Capiamoci, una certa “corazza” è indispensabile per affrontare il mondo, che è assai complesso e spesso crudele. Anche la compianta Elisabetta II, che di disastri mediatici ne ha affrontati parecchi, aveva come motto «never complain, never explain», tirare dritto e mai dare soddisfazione. Ma un conto è padroneggiare le proprie emozioni un conto è quando, presi dal meccanismo difensivo, facciamo della corazza la nostra pelle e perdiamo il riferimento con chi siamo davvero. Non è infrequente, allora, assistere a momenti di autentico cortocircuito, nei quali ci mostriamo insensibili, cinici ed egoisti non con i “nemici” e i detrattori ma con chi amiamo di più. La maschera ha preso il sopravvento, la nostra centratura è saltata.
Nello yoga avidya è il primo dei klesa, le afflizioni. Confondere la propria vera essenza, che è trascendente, con l’involucro materiale e sensoriale è la prima causa della sofferenza umana. Ma che succede allora se oltre a ignorare questa indicazione primaria ci costruiamo un ulteriore involucro, una magnifica maschera da mostrare al mondo? Succede che «l’acqua scarseggia e la papera non galleggia», come suggeriva Riccardo Pazzaglia qualche decade fa, in un noto programma televisivo. Cioè quando le aspettative esterne e interne diventano troppo pressanti anche le anatre più dotate smettono di nuotare.
Una delle più frequenti reazioni riguarda il lavoro. È il cosiddetto quiet quitting: mollare il lavoro, mollare la grande città, il caos, lo stress da performance, alla ricerca di nuove dimensioni lavorative lontane dalla morsa dei condizionamenti. Non più vivere di lavoro, ma lavorare e avere anche tempo per vivere una vita più piena.

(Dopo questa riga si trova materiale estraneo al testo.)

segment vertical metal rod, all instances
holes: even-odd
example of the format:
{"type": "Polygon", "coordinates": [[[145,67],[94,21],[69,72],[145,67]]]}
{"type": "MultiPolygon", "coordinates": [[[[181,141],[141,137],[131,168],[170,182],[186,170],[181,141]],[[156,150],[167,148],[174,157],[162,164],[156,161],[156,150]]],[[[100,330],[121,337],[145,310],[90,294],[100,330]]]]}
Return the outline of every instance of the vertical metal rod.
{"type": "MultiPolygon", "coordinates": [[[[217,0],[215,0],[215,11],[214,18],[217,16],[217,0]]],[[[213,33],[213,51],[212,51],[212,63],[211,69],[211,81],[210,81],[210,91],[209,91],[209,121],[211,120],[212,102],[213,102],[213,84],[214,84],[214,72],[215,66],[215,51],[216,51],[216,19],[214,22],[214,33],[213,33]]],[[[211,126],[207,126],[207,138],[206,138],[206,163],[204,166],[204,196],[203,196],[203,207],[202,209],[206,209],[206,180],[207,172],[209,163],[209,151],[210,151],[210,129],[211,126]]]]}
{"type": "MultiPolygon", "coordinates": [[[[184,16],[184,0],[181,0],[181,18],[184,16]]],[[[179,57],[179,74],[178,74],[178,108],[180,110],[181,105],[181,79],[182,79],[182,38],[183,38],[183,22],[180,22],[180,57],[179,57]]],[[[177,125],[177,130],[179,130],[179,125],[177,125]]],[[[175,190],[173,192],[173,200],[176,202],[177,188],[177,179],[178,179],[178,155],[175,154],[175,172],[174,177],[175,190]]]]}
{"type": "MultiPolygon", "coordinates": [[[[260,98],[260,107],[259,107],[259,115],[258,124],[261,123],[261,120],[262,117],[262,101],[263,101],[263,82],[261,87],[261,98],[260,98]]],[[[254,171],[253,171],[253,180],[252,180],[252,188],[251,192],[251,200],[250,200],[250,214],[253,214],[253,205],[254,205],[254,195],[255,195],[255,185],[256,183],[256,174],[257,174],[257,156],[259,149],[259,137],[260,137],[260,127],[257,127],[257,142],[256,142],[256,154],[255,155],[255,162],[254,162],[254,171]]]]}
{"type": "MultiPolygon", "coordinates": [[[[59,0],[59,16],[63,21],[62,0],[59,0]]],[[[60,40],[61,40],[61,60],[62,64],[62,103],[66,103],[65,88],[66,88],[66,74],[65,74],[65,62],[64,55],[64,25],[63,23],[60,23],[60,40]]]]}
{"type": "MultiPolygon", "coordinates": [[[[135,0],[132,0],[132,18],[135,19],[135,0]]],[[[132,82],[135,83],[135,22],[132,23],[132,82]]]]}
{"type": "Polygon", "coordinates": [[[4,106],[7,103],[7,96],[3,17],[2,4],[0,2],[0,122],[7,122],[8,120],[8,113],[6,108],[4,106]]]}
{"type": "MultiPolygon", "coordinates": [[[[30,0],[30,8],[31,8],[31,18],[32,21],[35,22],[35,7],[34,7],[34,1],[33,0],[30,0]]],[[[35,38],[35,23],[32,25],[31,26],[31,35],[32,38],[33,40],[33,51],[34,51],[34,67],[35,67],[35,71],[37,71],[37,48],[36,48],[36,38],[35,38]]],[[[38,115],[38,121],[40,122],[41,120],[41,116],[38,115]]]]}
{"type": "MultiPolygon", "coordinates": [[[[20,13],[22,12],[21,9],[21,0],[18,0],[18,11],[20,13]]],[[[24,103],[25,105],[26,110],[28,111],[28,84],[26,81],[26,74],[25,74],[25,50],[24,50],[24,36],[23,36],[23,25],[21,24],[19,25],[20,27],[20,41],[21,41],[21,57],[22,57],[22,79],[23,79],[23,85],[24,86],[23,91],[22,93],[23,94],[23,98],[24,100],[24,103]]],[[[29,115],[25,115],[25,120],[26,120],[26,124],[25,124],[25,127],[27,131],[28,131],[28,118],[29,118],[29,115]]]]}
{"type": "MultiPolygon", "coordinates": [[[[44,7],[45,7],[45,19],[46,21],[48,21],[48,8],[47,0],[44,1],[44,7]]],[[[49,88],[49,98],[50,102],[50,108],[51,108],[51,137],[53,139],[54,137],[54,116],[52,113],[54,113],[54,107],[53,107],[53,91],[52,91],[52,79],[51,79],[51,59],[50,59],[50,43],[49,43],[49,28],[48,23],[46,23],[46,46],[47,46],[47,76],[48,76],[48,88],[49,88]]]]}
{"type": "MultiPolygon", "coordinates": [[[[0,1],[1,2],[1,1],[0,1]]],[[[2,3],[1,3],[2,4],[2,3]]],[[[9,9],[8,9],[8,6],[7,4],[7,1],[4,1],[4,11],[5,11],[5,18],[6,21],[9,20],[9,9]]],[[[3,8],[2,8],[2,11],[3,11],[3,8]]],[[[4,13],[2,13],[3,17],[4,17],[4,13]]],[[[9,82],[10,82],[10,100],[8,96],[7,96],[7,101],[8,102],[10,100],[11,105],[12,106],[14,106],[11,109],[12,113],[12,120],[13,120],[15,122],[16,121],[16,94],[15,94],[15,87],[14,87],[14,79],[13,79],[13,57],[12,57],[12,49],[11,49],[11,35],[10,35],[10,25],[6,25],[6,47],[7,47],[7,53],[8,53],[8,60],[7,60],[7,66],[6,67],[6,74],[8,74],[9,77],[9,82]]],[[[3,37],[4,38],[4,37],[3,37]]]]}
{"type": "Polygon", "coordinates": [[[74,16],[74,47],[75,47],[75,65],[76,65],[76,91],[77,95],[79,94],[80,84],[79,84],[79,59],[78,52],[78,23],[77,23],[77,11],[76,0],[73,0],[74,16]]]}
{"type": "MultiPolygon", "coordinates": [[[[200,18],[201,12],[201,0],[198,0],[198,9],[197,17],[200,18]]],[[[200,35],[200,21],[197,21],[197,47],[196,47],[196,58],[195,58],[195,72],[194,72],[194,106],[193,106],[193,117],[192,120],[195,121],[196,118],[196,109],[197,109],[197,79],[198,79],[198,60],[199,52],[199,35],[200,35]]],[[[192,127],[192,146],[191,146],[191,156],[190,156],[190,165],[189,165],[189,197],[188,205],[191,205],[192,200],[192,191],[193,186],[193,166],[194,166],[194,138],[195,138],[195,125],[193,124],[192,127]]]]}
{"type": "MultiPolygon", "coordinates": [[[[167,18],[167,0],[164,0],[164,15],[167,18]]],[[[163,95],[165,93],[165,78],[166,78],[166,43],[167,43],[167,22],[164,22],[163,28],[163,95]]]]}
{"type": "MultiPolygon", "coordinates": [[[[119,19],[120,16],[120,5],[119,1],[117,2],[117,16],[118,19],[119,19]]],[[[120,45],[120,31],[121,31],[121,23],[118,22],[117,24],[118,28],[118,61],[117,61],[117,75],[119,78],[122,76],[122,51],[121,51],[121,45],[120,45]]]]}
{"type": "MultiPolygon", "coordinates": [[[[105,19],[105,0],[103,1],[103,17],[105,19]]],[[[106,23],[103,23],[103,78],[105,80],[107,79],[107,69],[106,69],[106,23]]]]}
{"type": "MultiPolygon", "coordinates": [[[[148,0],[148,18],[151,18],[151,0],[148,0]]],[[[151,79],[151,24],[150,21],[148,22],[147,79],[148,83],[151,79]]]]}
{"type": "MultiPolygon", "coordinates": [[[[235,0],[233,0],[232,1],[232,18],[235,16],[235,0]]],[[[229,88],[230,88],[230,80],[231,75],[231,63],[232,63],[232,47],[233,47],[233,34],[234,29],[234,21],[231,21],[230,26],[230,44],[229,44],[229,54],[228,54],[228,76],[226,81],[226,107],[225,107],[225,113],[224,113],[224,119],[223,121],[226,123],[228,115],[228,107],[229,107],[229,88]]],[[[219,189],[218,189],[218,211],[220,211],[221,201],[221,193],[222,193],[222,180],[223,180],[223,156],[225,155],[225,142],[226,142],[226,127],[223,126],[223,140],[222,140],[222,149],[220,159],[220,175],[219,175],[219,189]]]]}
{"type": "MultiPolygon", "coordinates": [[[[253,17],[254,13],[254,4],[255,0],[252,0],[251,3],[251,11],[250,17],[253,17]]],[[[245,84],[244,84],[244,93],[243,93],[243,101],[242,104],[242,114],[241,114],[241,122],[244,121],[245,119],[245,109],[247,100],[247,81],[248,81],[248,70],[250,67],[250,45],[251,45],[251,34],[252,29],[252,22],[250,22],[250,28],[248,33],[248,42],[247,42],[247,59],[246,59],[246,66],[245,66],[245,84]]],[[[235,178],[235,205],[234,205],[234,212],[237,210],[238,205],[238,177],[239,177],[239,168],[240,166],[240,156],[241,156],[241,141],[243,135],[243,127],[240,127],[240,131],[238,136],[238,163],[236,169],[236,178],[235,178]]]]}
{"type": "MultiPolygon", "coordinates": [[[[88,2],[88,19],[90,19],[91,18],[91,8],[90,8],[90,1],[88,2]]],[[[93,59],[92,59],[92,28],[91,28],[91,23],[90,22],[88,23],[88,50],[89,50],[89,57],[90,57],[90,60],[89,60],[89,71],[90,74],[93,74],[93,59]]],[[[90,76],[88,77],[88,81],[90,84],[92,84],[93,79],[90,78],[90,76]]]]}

Negli ultimi due anni moltissime persone hanno dato le dimissioni dal lavoro. La voglia di tirare i remi in barca non ha riguardato solo la Generazione X (’60-’80) e i Millennials (’81-’95) ma anche la Generazione Z (’95-2010) che, per motivi di giovine età, non dovrebbe certamente aver maturato il burn out, eppure compie scelte in questa direzione.
Ma che succede se uno sa da cosa fugge, ma non ha chiaro verso cosa andare? Sono guai. E allora da dove partire? «Conosci te stesso» diceva Socrate, e lo Yoga non fa che confermare questa massima. Per gli induisti è essenziale conoscere il proprio svadharma, il proprio posto nel mondo, il proprio dovere.
Lo Yoga insegna a cercare dentro di sé le risposte ai quesiti più importanti, a sapersi interrogare con sincerità (satya) imparando ad ascoltare i propri bisogni più profondi. Ma anche a prendersi in carico, a non dimenticare le proprie responsabilità, a smascherare le lusinghe dell’ego (asmita) che portano fuori strada, e a mettere tutto nella giusta prospettiva, arrendendosi al divino (isvarapranidana). Attraverso la pratica di Yoga s’impara ad agire senza creare karma, dunque senza nuocere, per quanto possibile, a se stessi e agli altri. Non ci resta che selezionare con cura le paperelle da frequentare e scegliere il laghetto giusto su cui scivolare.